What caused Anonymous to Hack the U.S. Dept. of Justice?

by Stephen BrownJanuary 27, 2013


After Reddit co-founder Aaron Swartz committed suicide on Jan. 11, 2013, the internet community was shocked and outraged. The underground hacker community took the news especially hard because they considered Aaron one of their own.  Aaron Swartz was a hacker, in the truest form ever since he  was a 14 year old computer prodigy, his passion was for the open expance of knowledge online, and he used any means neccassary to get information to the masses, even if it meant breaking into sensitive computers to get it .

Aaron Swartz was under investigation by the Justice Dept. for cyber crimes stemming from several alleged intrusions of highly sensitive MIT research stored in the JSTOR Computer Facility in Massachusetts. JSTOR is a digital repository that archives content from research, manuscripts, GIS systems, and plant specimens and disseminates it online. 

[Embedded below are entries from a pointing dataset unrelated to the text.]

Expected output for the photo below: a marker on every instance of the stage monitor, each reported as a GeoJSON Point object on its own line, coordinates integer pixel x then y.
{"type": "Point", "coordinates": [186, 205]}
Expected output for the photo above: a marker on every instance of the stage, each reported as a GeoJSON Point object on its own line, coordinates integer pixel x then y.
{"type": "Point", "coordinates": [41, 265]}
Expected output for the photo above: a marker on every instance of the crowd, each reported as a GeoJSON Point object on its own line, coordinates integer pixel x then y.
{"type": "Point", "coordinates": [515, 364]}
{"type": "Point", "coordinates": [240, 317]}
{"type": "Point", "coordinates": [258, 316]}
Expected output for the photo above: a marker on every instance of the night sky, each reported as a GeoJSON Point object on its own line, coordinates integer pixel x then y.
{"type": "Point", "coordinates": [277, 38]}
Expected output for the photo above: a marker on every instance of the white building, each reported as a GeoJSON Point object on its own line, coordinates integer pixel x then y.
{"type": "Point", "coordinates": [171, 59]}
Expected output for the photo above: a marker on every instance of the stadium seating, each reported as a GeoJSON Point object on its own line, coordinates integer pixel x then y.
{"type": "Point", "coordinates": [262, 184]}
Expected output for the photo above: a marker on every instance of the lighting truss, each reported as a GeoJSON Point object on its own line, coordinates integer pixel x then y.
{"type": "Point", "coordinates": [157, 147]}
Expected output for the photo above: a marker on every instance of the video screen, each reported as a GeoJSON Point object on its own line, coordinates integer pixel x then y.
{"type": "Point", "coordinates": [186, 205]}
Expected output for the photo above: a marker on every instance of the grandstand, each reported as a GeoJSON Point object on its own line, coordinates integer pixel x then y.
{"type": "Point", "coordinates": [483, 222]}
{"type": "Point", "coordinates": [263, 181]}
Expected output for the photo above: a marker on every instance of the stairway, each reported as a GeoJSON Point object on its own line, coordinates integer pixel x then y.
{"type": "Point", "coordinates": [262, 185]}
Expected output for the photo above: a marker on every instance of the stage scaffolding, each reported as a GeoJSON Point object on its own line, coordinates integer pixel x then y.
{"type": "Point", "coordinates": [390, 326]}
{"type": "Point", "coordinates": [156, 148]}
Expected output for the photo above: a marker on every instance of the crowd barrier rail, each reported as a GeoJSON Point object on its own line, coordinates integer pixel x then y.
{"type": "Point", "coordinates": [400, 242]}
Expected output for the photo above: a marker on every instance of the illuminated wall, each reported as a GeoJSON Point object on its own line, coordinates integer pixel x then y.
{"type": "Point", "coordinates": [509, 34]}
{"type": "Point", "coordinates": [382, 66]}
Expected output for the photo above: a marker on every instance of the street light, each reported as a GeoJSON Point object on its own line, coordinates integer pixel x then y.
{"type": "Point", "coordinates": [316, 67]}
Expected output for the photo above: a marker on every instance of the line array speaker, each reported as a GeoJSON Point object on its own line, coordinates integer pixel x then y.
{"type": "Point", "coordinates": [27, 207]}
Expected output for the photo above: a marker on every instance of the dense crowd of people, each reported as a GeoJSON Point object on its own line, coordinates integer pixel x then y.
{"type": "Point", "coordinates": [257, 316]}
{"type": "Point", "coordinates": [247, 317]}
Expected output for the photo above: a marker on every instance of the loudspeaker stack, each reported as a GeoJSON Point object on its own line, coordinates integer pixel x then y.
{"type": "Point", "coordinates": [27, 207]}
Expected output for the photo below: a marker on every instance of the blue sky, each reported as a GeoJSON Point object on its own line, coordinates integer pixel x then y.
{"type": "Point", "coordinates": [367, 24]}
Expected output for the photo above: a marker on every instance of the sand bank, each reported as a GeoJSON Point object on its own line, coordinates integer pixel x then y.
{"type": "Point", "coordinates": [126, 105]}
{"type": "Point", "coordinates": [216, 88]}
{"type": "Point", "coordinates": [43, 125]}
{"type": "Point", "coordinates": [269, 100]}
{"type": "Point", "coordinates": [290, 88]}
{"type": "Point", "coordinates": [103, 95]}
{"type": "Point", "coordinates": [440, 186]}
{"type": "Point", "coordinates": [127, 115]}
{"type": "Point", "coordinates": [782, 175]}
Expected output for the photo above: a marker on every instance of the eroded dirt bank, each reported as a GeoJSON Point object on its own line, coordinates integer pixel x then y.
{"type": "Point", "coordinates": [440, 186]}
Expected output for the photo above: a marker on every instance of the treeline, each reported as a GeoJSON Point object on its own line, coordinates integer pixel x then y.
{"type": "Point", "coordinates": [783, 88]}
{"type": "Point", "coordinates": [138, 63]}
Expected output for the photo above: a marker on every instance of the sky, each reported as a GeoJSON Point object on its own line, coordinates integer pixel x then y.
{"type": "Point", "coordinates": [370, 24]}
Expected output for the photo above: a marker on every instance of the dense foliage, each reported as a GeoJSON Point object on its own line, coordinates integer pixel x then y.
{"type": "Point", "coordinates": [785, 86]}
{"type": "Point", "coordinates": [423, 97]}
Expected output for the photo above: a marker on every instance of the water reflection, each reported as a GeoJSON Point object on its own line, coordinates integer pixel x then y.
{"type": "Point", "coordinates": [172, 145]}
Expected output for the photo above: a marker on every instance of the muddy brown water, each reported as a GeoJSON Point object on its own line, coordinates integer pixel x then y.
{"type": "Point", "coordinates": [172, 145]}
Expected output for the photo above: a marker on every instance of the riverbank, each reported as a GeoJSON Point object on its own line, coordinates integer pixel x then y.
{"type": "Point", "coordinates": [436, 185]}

According to federal authorities, over the course of a two weeks in late 2010 and early 2011 Swartz downloaded a large number of academic journal article sfrom JSTOR and released them online. Swartz was a research fellow at Harvard University which provided him with a JSTOR account. Even though Swartz had a JSTOR Account,  large portions of the database are secure due to advanced research for companies and the Federal Govt. that MIT conducts. After Swartz was arrested, seemingly  The Federal Govt wanted to make an example of  Aaron and were putting major pressure on him threatening him with jail time and extensive fines for the alleged intrusions. Once news of Swartz arrest came out , many hacker and activist groups took to various websites and forums to express their outrage about how the Govt. was treating Aaron.

In retaliation for Aaron’s passing , The group Anonymous hacked the U.S. federal sentencing website early Saturday, using the page to make a brazen and boisterous declaration of “war” on the U.S. government Justice System. The group claims that mysterious code-based “warheads,” named for each of the Supreme Court Justices, are about to be deployed.

As of midnight Pacific time, the front page of Ussc.gov — the Federal agency that establishes sentencing policies and practices for the Federal courts — was filled with a long screed in green on black.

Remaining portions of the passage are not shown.